Chris put an offer in on a house last evening and our realtor expects we shall hear back on it as early as Tuesday. It’s a 3 bedroom, 2 bath home built in 1988. It’s got a large wrap-around deck, a full basement, a 2 stall garage and sits on about 3 wooded acres down a private road. It’s not much in the way of grandeur. It would not look right dressed in Pottery Barn or Bombay, but oh! to have a kitchen sink that has water pressure in the spigot! To have a dishwasher! To have floors without holes! These are the things dreams are made of.
When I was a little girl we lived in a 10×50 singlewide until I was twelve years old. I remember the walls just dripping with moisture. The smell of the woodstove and my mom sewing Christmas dresses at a card table in the tiny living room, with a curtain around her so no one could see their presents. I don’t want to live like this anymore. I want a quality of life. And I don’t want much. I just don’t want my kids exposed to mold or holes in the floor or falling trees with no safety. I just want a home. So I’m really happy that this is the path we are taking together. It feels really good.
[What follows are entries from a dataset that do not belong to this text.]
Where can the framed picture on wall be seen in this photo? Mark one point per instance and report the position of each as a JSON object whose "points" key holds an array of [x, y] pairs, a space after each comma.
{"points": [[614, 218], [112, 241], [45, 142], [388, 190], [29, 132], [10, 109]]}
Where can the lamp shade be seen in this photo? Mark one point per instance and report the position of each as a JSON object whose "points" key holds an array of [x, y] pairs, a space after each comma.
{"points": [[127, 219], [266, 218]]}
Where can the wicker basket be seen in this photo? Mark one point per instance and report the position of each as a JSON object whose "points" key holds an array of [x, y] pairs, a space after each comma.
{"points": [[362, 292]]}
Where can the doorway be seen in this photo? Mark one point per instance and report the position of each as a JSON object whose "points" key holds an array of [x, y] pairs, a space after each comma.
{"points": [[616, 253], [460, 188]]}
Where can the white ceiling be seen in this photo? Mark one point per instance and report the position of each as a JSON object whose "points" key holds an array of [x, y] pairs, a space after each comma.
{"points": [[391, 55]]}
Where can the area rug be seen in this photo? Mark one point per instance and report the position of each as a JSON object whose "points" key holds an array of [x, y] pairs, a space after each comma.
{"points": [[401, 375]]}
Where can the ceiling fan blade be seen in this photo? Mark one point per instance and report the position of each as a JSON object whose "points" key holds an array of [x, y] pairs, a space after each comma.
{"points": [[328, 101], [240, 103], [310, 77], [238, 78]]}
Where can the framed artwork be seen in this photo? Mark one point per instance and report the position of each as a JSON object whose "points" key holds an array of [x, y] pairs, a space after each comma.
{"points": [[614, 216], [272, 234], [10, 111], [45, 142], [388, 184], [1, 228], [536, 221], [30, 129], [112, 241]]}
In other news, I may finally be close to a medical solution to my ongoing “problem” (Men – look away. I’m talking about girly stuff here. What am I saying? Men don’t read this!!! lol). For nine months straight I’ve had post-partum bleeding issues. Like, every day. I have been on four kinds of birth control, four or five? rounds of Estradiol (estrogen) and to no avail. The last week or so my symptoms became downright painful. I had acute cramping, into my back, which felt seemingly like back labor, accompanied by chills and increased bleeding. I was starting to become very concerned that aside from the pain aspect, my health may actually be in danger. So, after some bloodwork to rule out retained placenta, I made an appointment to see the doctor yesterday (once again!) and get an ultrasound. The ultrasound came through clear as a bell. The doctor said it was negative for any concerning retention. This relieved me, but he seemed puzzled. He said that there were two avenues we could take. He said occasionally, women’s bodies reject birth control pills. Birth control pills are destined to thin the lining of the uterus. However, it is possible that my uterus was already thin and taking the increased doses of hormones simply made my body reject more and more. Basically, he said it’s possible that it could be bleeding because in essence it is a raw wound trying to heal itself. So he suggested I stop taking birth control pills altogether and let my body attempt to right itself.
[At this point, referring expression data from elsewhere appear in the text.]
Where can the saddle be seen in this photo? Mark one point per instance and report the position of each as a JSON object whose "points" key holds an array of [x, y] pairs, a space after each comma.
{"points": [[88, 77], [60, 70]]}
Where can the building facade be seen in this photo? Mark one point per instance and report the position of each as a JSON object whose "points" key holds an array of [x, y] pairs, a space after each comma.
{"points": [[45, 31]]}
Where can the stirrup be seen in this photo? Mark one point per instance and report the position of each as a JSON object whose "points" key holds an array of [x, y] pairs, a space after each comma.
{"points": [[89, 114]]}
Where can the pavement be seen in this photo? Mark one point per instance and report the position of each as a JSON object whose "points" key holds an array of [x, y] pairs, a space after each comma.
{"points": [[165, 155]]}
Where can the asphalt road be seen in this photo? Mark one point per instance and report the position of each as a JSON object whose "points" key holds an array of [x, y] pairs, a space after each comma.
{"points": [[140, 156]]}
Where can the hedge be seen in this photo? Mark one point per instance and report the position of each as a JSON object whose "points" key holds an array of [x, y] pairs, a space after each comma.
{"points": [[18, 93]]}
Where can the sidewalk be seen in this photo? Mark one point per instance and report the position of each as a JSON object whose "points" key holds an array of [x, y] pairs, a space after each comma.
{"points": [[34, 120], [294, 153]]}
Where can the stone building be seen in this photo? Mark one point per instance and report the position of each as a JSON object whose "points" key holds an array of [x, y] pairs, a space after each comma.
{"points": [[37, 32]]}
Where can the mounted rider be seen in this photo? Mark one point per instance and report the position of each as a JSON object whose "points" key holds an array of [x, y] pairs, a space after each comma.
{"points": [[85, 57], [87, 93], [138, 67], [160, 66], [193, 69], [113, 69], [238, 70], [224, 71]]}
He said the other possibility was to do a biopsy, since we’ve by now ruled out all of the “obvious” reasons for the continued bleeding. This biopsy would rule out fibroid tumors, cancer or pre-cancerous issues, as well as any kind of undiagnosed infection. My answer was a firm “Absolutely.” So, we did the biopsy right there. The results will come back on Tuesday and we should have a better understanding of what’s going on. He said that based on the biopsy collected, he was quite certain there’d be nothing to worry about.
So, I guess Tuesday is The Big Day!!! I’m really hoping for some good news!
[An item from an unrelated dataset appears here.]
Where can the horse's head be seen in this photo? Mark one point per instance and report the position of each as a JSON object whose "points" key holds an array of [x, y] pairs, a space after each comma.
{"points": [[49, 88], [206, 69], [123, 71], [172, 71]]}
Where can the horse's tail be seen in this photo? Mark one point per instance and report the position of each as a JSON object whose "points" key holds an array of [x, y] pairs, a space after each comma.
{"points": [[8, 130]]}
Oh, and by the way, the weight loss and workout thing is still going strong. I’m still on a plateau but found out I’d been eating too little. I increased my caloric intake accordingly and have also increased my workouts. So far, nothing new to report, but I’m confident things will continue to progress.
Spring is almost here, everyone! I hope you have a wonderful weekend!
Filed under: Fun Stuff, Health & Fitness, Just Me | 2 Comments
Getting Harder
It’s getting harder for me to lose weight now, because my allowable daily caloric intake keeps being reduced (because as a person loses weight, they require less and less calories per day to maintain their current weight. The same thing happens when you are dieting, only more restrictively). I’m now only able to eat a little over a thousand calories a day to keep my weight loss going. That means another change in my eating habits. No more Skinny Cow ice cream sandwiches each night (a treat I saved calories for) or Lean Cuisine paninis at lunch (a whopping 400 calories, but filling and tasty). No more N/A beers (I could usually drink one per day when I came home from work).
I’m going to have to make some more food budget cuts. That means further increasing the vegetable consumption. While I like vegetables, I can overdose on them easily enough. I need to create some new recipes to keep it interesting, so I’m not just ho-humming it all the time.
Ideally, I will be back on the workout track soon, and that should help me to keep some food in my diet. And you know, while I’m starving like a hostage most of the time, I am confident that the payoff is well worth it. I know I’ll feel that way for sure when summer comes and I don’t have to worry about snausage cankles.
In the meantime, *Dr. Evil voice* “Somebody thraow this dog a bewn, will ya? At least I can gnaw on that for a whoile…”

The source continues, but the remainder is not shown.